Se l’immunoterapia si è confermata come uno dei pilastri del trattamento dei tumori, questa sua ulteriore declinazione dei vaccini terapeutici a mRna appare insomma molto promettente da molti punti di vista. “Si tratta di strumenti potenti, versatili, specifici, rapidi, sicuri che possono essere prodotti su larga scala, potenzialmente con bassi costi di manifattura”, commentano Yashavantha L. Vishweshwaraiah e colleghi in una mini-review pubblicata su Frontiers in Immunology. E la pandemia di Covid naturalmente ha accelerato enormemente lo sviluppo di questa tipologia di vaccini che scatenano una risposta immunitaria ‘artificiale’ contro specifici antigeni tumorali, opportunamente individuati, selezionati e presentati al sistema immunitario.

L’antigene, cioè il bersaglio della risposta immunitaria non deve essere espresso anche dalle cellule normali naturalmente. Per questo, bersagli molto più interessanti sono i cosiddetti antigeni-specifici del tumore, o ‘neo-antigeni’, proteine ‘inedite’ derivanti dall’instabilità del codice genetico delle cellule tumorali e in più dotate di enorme immunogenicità. Queste proteine sono in grado di scatenare un robusto attacco da parte delle cellule T, con limitato rischio di tossicità ‘off-target’.

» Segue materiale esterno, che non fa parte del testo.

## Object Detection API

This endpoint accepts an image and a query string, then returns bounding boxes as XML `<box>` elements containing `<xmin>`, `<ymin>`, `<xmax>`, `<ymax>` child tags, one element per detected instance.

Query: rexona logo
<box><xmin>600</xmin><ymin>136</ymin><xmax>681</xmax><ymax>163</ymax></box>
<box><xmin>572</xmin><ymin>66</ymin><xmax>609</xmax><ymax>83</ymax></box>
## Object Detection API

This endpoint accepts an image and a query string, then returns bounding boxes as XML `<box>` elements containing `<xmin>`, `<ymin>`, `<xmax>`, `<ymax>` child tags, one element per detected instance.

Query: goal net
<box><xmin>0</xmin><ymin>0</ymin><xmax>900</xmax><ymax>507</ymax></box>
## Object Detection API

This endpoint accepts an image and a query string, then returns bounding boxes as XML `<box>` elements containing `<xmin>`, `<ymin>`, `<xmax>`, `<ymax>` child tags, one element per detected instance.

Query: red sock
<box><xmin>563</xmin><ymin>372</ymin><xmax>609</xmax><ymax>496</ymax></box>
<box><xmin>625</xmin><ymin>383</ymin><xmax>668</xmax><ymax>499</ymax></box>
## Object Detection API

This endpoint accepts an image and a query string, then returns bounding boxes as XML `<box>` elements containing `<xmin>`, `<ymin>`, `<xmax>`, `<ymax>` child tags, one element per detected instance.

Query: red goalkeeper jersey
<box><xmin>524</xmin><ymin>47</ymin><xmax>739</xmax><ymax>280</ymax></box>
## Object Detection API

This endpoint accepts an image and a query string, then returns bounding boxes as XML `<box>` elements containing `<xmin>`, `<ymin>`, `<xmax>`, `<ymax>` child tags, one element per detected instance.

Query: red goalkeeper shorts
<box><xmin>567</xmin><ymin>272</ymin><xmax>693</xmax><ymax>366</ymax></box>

Le strategie vaccinali contro il cancro sono di due tipi: preventive (profilattiche) e terapeutiche. I vaccini preventivi hanno l’obiettivo di indurre una memoria immunitaria per proteggere un individuo sano da un possibile futuro tumore associato ad un virus (ne sono esempi il vaccino contro l’epatite B per l’epatocarcinoma e il vaccino contro il papillomavirus per il carcinoma della cervice); al momento, questa è l’unica applicazione approvata nell’uomo per i vaccini profilattici.

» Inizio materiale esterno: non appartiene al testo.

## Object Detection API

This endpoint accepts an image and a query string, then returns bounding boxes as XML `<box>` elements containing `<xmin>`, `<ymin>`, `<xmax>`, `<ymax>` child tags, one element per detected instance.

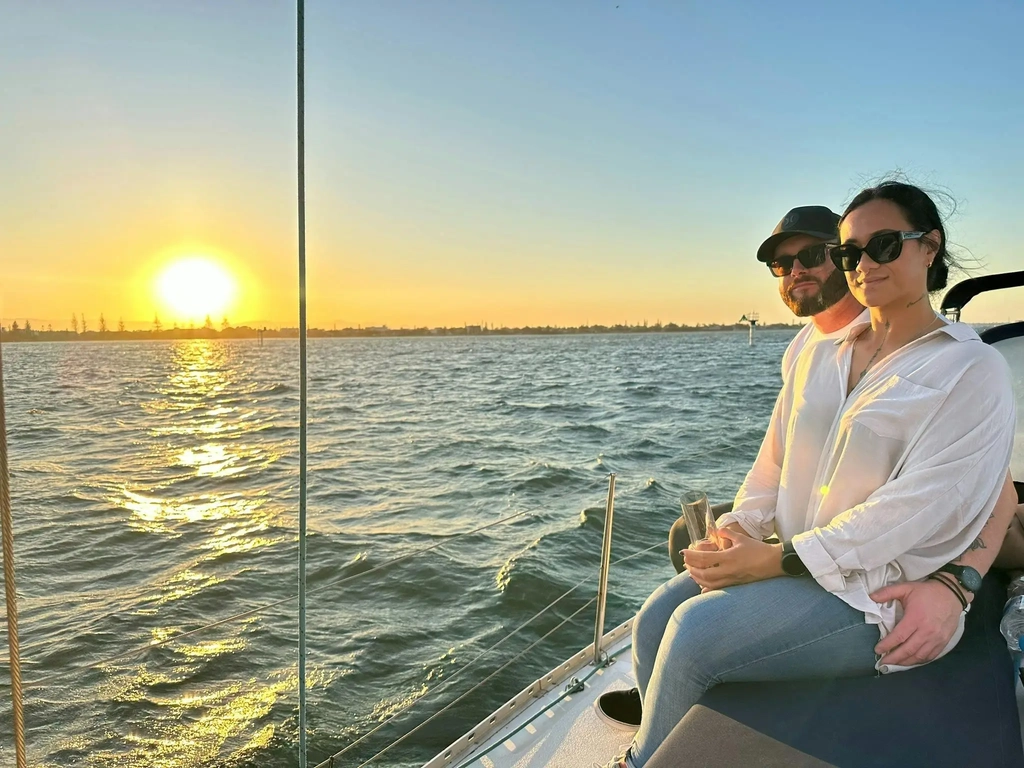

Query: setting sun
<box><xmin>156</xmin><ymin>256</ymin><xmax>239</xmax><ymax>323</ymax></box>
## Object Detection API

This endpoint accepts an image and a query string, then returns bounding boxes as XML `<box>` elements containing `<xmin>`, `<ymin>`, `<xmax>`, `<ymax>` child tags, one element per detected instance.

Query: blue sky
<box><xmin>0</xmin><ymin>0</ymin><xmax>1024</xmax><ymax>326</ymax></box>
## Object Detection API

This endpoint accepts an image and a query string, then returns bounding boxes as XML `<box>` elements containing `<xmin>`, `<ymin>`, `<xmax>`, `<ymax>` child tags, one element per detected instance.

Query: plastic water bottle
<box><xmin>999</xmin><ymin>572</ymin><xmax>1024</xmax><ymax>653</ymax></box>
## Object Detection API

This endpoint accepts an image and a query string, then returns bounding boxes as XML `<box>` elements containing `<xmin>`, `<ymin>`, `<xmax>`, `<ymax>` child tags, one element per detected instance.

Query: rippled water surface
<box><xmin>0</xmin><ymin>331</ymin><xmax>793</xmax><ymax>768</ymax></box>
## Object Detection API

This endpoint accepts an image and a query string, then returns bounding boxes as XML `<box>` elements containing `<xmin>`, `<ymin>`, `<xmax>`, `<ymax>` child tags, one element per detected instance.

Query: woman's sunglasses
<box><xmin>768</xmin><ymin>243</ymin><xmax>828</xmax><ymax>278</ymax></box>
<box><xmin>828</xmin><ymin>232</ymin><xmax>928</xmax><ymax>272</ymax></box>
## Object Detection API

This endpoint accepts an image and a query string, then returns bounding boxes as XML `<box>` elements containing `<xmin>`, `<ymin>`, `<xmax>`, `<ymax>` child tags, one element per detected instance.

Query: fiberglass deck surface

I vaccini terapeutici invece fanno da booster o aiutano a riattivare le difese immunitarie di un individuo, ‘imbavagliate’ dal tumore. Sono già utilizzati per l’immunoterapia oncologica due vaccini, il classico vaccino BCG (bacillo di Calmette-Guérin) per il tumore della vescica e un vaccino basato su cellule dendritiche (Sipuleucel-T) per il tumore della prostata resistente alla castrazione.

Ma oltre a questi, sono diversi i nuovi vaccini terapeutici contro il cancro in sviluppo o già in fase di ricerca preclinica o clinica (sono oltre 2.400 gli studi registrati su clinicaltrials.gov, un centinaio dei quali sui vaccini a mRna). Questi vaccini terapeutici sono prodotti attraverso diverse piattaforme: vaccini cellulari, vaccini peptidici, vaccini virali (tra i più recenti, quelli a virus oncolitici) e vaccini basati su acidi nucleici (come appunto quelli a mRna).

Intanto, all’inizio dell’anno il Governo inglese ha annunciato di aver siglato una partnership con la tedesca BioNTech (progetto Cancer Vaccine Launch Pad) per testare potenziali vaccini contro il tumore e altre patologie; questo consentirà ai pazienti inglesi di accedere con un fast-track ai trial sulle terapie personalizzate a mRna, compresi appunto i vaccini contro il tumore.

BioNTech da parte sua installerà nuovi centri di ricerca e sviluppo in Gran Bretagna (un laboratorio a Cambridge e gli headquarter a Londra). L’obiettivo è di reclutare pazienti da settembre 2023, fino alla fine 2030 per una serie di trial riguardanti vaccini a mRNA contro il melanoma in fase avanzata (BNT111), il tumore della prostata (BNT112) e i tumori testa collo (BNT113).

I vaccini personalizzati a mRna inaugurano un nuovo filone di terapia oncologica personalizzata e di precisione. Quelli diretti contro specifici antigeni tumorali possono essere prodotti attraverso la tecnologia NGS (next generation sequencing), mentre le simulazioni al computer possono aiutare non solo a ‘prevedere’ la struttura di questi neoantigeni, ma addirittura a valutare l’effetto della loro presentazione alle cellule dell’immunità.

Insomma sarà possibile ‘disegnare’ una nuova generazione di vaccini a tavolino. Restano da risolvere ancora molti aspetti, dalla stabilità di questi vaccini, alle modalità di somministrazione, alle associazioni più vantaggiose con altre immunoterapie. Ma la speranza sembra davvero aver imboccato la strada giusta.